Ad ogni modo, che dal campo militare queste pulsioni si siano oggi trasferite nei campi di calcio, negli studi di registrazione e sui social network può essere considerato un fattore positivo per la stabilità di questi paesi e quindi del resto del continente europeo.
Le provocazioni salaci consumate a colpi di esultanze, tweet e ritornelli tradiscono infatti un dato incontestabile: oggi la fattibilità concreta della prospettiva panalbanista e di qualunque altra ambizione espansionista che possa emergere nei Balcani è pressoché nulla. La Grande Albania è soltanto uno spettro, nessuna forza politica ispirata al nazionalismo albanese accarezza realisticamente questo anelito.
La maggioranza degli Stati della regione, tra cui Albania, Macedonia del Nord, Grecia e Montenegro, sono membri Nato, una garanzia di stabilità al momento praticamente incontestabile.
L’Ue ha inoltre vincolato l’accesso dei sei Stati balcanici alla risoluzione dei contenziosi che ancora li separano, come nel caso del dialogo Belgrado-Pristina, per evitare di importare animosità irrisolte che ne minerebbero ulteriormente la coesione.
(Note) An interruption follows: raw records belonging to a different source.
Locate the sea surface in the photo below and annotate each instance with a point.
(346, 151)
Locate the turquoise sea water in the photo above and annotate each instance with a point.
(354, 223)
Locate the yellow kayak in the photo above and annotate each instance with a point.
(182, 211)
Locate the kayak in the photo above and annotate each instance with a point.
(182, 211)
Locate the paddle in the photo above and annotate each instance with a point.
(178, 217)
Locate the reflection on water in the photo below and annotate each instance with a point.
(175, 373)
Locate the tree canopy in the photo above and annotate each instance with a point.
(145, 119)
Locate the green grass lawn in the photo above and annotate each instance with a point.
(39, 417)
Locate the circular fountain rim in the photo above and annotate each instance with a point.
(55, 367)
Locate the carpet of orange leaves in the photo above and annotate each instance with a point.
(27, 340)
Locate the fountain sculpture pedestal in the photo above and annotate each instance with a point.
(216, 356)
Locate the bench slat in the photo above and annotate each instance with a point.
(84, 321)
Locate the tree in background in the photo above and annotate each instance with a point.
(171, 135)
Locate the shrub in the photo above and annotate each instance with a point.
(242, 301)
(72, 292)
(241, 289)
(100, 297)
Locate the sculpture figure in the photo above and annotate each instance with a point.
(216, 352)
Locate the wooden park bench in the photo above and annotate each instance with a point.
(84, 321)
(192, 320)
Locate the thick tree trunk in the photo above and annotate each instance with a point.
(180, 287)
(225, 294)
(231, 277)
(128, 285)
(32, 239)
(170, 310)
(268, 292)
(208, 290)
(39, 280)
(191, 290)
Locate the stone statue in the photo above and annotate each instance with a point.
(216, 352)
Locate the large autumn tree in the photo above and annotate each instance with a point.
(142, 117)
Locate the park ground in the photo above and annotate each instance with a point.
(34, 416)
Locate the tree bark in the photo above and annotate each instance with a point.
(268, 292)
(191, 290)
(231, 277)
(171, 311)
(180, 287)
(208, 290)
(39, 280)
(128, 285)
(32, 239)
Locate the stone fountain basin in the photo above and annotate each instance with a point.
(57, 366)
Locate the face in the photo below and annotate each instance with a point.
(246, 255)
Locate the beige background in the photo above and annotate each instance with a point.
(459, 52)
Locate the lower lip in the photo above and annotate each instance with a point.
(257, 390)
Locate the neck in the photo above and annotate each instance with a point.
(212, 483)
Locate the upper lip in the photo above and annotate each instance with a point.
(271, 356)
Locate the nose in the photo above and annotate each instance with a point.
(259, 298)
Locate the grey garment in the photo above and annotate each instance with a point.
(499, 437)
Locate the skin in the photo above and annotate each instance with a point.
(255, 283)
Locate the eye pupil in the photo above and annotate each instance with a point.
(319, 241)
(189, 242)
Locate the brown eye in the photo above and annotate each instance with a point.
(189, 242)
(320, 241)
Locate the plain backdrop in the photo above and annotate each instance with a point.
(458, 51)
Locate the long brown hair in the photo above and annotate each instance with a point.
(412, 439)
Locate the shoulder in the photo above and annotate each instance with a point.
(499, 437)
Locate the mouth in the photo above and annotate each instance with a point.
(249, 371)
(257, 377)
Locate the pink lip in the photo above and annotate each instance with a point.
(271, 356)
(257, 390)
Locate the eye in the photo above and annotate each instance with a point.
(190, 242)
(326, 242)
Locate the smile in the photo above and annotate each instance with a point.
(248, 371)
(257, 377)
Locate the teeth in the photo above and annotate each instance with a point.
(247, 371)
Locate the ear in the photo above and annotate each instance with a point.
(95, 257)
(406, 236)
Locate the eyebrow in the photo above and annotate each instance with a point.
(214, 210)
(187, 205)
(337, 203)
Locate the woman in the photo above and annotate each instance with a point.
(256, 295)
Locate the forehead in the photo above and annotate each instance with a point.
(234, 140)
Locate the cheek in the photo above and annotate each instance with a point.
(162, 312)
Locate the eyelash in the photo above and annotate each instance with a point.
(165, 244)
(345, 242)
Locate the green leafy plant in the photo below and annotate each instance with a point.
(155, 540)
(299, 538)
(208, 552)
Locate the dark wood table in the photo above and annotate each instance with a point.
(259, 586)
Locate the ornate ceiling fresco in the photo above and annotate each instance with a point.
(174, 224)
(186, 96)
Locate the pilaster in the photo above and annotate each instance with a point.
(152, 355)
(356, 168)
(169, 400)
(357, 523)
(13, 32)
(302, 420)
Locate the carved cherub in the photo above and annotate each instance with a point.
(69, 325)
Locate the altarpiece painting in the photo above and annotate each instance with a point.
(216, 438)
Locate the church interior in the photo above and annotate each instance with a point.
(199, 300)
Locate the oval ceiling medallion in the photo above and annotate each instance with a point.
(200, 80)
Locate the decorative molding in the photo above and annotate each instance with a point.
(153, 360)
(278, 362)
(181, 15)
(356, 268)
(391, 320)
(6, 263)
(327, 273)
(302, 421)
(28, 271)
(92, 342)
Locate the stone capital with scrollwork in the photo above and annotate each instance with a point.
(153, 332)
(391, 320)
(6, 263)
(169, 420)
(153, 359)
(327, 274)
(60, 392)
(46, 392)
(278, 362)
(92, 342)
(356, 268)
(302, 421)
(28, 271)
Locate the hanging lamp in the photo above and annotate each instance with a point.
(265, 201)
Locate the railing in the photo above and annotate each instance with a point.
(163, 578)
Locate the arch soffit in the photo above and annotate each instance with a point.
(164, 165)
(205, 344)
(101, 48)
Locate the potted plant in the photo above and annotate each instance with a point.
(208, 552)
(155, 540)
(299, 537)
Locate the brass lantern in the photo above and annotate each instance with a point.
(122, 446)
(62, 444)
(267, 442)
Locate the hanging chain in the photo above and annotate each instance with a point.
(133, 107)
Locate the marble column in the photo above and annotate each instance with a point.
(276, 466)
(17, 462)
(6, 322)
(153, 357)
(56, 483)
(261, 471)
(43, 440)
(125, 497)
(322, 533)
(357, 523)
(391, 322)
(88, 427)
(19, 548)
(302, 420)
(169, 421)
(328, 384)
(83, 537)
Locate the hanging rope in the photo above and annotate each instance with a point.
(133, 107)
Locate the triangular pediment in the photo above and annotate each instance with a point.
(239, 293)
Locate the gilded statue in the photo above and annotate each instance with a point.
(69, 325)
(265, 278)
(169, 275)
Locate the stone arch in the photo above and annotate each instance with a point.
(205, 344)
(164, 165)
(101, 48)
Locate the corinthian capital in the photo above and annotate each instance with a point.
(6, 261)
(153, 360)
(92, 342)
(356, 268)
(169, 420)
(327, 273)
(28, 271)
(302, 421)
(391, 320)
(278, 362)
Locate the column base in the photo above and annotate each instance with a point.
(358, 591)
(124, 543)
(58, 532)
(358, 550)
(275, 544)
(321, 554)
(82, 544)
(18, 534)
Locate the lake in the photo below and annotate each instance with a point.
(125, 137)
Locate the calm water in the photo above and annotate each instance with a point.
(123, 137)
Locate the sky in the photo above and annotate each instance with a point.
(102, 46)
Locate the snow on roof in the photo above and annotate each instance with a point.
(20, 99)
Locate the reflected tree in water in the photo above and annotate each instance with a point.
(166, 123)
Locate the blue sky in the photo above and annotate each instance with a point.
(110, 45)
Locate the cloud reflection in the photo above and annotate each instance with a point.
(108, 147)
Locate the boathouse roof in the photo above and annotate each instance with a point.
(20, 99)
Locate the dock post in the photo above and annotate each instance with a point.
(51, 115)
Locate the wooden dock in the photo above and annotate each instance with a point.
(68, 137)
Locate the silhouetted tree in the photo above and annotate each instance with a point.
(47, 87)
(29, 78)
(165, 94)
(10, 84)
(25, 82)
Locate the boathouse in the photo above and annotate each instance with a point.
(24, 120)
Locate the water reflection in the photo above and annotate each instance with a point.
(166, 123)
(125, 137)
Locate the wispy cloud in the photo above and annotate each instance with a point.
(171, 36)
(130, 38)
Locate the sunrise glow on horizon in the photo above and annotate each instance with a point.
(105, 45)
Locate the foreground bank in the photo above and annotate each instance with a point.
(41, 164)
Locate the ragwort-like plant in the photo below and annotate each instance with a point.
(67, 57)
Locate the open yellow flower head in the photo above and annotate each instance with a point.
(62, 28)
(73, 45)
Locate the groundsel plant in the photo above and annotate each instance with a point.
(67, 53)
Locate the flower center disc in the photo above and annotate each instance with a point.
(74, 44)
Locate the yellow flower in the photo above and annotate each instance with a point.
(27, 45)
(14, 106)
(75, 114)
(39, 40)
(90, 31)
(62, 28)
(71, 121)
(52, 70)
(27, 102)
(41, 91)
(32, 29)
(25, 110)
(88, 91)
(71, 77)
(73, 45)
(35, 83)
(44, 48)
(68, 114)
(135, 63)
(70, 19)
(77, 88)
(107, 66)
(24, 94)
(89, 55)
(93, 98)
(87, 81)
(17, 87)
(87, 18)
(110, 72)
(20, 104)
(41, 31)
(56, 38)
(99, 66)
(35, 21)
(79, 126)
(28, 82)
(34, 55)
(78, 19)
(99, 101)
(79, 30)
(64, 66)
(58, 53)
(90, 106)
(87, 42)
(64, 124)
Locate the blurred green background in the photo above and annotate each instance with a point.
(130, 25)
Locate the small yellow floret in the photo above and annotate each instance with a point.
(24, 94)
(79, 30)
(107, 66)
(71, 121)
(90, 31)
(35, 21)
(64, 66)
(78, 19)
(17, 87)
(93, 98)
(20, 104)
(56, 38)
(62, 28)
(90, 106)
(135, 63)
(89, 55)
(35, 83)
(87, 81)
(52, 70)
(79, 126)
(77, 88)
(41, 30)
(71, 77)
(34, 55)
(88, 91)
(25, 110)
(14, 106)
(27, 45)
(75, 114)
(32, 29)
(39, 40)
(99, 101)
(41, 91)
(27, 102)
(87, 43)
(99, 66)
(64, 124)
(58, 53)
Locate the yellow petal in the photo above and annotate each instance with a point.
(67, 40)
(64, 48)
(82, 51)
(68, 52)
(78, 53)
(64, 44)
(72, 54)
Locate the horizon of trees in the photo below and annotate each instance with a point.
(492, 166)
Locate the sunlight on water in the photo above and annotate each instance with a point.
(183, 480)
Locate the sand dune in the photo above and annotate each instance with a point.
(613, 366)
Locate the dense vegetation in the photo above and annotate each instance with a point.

Serbia, Montenegro, Macedonia del Nord, Albania, Bosnia Erzegovina e Kosovo non potranno unirsi a Bruxelles se prima non avranno, almeno giuridicamente, appianato le divergenze che li separano.
Ad uno smaliziato orecchio occidentale avvezzo alle identità globali, mutevoli e post-nazionali, questi contenziosi balcanici – legati a terra, sangue e lignaggio – potranno suonare anacronistici, quasi un tratto tipico di quella violenza primordiale e atavica che albergherebbe intrinsecamente nell’homo balkanikus, secondo lo stereotipo identificato nel classico di Maria Todorova “Imagining the Balkans” (1997).
Tuttavia, distillato nei suoi elementi primari, il fenomeno effonde un odore più familiare e meno esotico: imbarcatisi più tardi nei processi di nazionalizzazione della popolazione rispetto agli omologhi occidentali, che andarono di pari passo con la diffusione della modernità, i più giovani Stati della metà orientale del continente sono ancora alle prese con lo sforzo di creare società sostenibili, ovvero pacificamente multietniche, integrate e tolleranti.
Se fino a tempi recenti negli Stati più progrediti di quel Vecchio continente che ponderava un’evoluzione in senso cosmpolita questo obiettivo poteva dirsi sostanzialmente centrato, il favore che messaggi sovranisti e identitari incontrano attualmente potrebbe tramutare le tormentose vicende dei nostri vicini orientali, da risibile relitto di un passato archiviato, in vagiti flebili di una nuova Europa rifeudalizzata.